Random Access Memory
You lead Raindrop to where you left Naomi's body. Naomi. Sometimes you see a flash of movement and pause, trying not to dare to hope that it is her. But it never is. You pass the unwillingly familiar landmarks: a bare street corner, stones raised to make room for buskers. A temple without a congregation, surrounded by the stench of rotting books. A copper plaque, naming an empty building 'The Gustav Institute of Evidentiality and Natural Sciences.'
Few words are exchanged between you, beyond your directions.
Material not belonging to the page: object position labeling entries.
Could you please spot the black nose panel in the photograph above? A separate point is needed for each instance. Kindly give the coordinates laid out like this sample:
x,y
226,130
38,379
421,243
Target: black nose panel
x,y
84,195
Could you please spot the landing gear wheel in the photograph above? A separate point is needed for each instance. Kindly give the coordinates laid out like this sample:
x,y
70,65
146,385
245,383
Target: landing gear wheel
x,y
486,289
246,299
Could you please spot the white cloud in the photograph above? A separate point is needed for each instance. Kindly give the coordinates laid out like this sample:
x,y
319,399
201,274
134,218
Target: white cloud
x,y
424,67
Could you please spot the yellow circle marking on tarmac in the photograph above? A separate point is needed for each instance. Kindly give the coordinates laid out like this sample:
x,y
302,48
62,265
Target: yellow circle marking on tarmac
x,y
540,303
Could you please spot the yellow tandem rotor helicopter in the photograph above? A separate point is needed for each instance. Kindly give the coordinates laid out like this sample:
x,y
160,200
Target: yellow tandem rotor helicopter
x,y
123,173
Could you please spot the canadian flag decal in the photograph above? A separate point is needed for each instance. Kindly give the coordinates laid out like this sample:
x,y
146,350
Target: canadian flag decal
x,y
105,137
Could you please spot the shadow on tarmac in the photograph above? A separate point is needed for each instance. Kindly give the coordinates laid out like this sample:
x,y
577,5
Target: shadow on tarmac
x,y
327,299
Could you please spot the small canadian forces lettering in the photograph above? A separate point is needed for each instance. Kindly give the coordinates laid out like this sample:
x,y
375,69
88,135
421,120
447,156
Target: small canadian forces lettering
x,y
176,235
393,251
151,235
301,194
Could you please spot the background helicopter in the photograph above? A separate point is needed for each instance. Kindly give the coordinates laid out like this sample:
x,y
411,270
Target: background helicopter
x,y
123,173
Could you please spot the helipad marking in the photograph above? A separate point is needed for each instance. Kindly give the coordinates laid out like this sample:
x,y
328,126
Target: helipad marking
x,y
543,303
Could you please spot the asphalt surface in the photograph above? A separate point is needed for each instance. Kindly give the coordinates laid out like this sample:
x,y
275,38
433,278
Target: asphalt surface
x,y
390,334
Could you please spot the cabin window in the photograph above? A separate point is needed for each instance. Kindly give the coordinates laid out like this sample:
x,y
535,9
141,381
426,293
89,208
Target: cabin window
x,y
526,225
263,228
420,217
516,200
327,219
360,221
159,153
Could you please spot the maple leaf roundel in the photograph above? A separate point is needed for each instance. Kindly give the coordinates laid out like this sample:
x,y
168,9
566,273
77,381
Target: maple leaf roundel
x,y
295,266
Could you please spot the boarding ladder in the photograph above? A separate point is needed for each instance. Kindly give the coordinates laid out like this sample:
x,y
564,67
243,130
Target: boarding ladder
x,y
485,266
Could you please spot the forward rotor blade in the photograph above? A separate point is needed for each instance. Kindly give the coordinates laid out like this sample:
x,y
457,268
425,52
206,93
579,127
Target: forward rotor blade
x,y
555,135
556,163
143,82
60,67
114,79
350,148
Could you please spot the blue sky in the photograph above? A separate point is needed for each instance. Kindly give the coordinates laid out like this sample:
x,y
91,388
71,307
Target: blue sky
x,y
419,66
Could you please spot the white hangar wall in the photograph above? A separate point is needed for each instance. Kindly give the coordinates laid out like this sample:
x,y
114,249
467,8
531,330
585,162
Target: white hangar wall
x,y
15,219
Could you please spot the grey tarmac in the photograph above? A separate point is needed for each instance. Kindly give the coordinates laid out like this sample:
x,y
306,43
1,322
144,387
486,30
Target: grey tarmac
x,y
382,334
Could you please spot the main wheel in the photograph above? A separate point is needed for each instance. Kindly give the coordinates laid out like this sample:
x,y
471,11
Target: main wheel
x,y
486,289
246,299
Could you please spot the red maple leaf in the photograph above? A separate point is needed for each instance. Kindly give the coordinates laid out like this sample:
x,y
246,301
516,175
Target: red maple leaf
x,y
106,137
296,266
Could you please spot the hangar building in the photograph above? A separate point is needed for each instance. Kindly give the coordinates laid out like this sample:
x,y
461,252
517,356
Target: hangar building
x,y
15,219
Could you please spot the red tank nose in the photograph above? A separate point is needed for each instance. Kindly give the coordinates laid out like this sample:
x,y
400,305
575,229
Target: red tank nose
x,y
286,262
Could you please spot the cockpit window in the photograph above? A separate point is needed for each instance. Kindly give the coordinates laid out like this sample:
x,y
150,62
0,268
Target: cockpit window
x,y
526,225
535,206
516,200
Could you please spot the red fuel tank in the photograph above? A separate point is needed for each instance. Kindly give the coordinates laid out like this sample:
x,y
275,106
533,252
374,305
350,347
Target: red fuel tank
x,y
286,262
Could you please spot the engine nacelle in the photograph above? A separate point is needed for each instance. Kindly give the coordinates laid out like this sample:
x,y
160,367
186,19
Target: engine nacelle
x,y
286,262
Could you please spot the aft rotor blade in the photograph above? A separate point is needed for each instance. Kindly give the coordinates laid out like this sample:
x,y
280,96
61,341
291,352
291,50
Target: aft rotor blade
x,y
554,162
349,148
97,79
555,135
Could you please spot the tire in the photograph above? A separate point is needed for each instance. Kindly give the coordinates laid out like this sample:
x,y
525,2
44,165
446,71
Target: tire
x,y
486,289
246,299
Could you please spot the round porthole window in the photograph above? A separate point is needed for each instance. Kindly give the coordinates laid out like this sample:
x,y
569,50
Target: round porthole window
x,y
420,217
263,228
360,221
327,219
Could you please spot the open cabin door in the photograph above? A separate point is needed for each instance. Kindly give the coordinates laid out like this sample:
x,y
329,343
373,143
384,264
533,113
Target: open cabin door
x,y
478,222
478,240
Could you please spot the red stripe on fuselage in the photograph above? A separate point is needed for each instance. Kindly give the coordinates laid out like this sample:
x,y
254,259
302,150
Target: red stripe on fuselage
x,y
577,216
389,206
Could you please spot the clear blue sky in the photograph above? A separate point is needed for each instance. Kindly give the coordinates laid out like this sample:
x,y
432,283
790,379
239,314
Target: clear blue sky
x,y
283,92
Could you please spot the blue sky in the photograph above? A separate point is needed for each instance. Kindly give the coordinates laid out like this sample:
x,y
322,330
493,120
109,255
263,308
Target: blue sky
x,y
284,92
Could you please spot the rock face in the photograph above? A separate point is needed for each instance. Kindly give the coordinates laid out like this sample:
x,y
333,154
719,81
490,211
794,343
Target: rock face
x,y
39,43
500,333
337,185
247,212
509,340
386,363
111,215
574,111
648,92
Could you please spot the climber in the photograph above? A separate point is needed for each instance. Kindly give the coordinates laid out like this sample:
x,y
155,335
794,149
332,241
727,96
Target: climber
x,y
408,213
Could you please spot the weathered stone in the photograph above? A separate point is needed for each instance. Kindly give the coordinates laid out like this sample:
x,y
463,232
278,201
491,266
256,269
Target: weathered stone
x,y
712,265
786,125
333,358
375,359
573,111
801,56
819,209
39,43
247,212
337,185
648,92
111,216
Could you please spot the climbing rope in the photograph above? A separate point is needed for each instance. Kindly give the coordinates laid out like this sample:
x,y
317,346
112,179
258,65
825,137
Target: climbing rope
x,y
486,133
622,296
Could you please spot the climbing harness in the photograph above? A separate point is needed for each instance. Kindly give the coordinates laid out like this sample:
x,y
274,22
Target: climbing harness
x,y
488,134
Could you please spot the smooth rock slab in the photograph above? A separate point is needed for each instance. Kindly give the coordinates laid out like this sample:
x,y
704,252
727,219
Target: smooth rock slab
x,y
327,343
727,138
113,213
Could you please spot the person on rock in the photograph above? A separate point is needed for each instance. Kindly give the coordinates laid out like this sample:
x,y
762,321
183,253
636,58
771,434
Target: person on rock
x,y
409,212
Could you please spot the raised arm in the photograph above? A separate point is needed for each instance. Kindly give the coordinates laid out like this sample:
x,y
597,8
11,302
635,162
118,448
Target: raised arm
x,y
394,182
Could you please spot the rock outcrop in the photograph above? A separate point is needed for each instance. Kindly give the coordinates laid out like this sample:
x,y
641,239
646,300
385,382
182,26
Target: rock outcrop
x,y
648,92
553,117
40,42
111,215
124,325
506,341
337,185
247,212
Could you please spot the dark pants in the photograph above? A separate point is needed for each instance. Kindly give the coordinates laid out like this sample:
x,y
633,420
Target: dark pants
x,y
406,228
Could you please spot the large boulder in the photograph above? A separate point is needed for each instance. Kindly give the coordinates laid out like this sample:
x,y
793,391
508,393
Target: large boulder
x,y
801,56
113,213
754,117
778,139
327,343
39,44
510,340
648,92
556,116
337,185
You pad softly through the streets, following distant, inhuman noises and spattered blood to a shrine, one of the many to Bausana. This one, though, is a graveyard and a mousetrap, even as it announces its presence with flowers and those chimes.
You stop, far enough that your scent won't carry over their own aroma of death. You can see them inside, bustling like commuters with nowhere to go. You search for the blue of her scrubs, the black of her hair, the white of her eyes but see nothing but red and brown and pink.
Raindrop raises her gun.
“Do you see her?” you ask in hushed tones. There is no response.
The barrel shifts, angling to focus in. You try to follow her gaze along the barrel. Just a glimpse would suffice, just enough to see her again, to remember her, to–
You see a body crumple. See, now, too late, the blue beneath the red. See, again, the horde trampling over her as they surge towards the smoking gun.
You retreat, Raindrop following as they methodically begin to thin the crowd. They recoil with each shot, eyes pleading, jaws wishing they could. You see one, breaking the rhythm in a transverse movement towards you.
Raindrop has tracked her too, and as she parts from the rest of the pack, you see the barrel swing round, the finger begin to tighten on the trigger. The bullet, flinging through the air, honing in to the spot just between her eyes, which widen as she looks to you and you have failed her again as her brain prepares for the bullet.
But it meets your arm first. Burying itself into your flesh before meeting something solid with agonising force. Your arm drops useless to your side, half your vision flickering as you let out a short scream. You shoot a look of desperation at Raindrop, before turning back to the raider.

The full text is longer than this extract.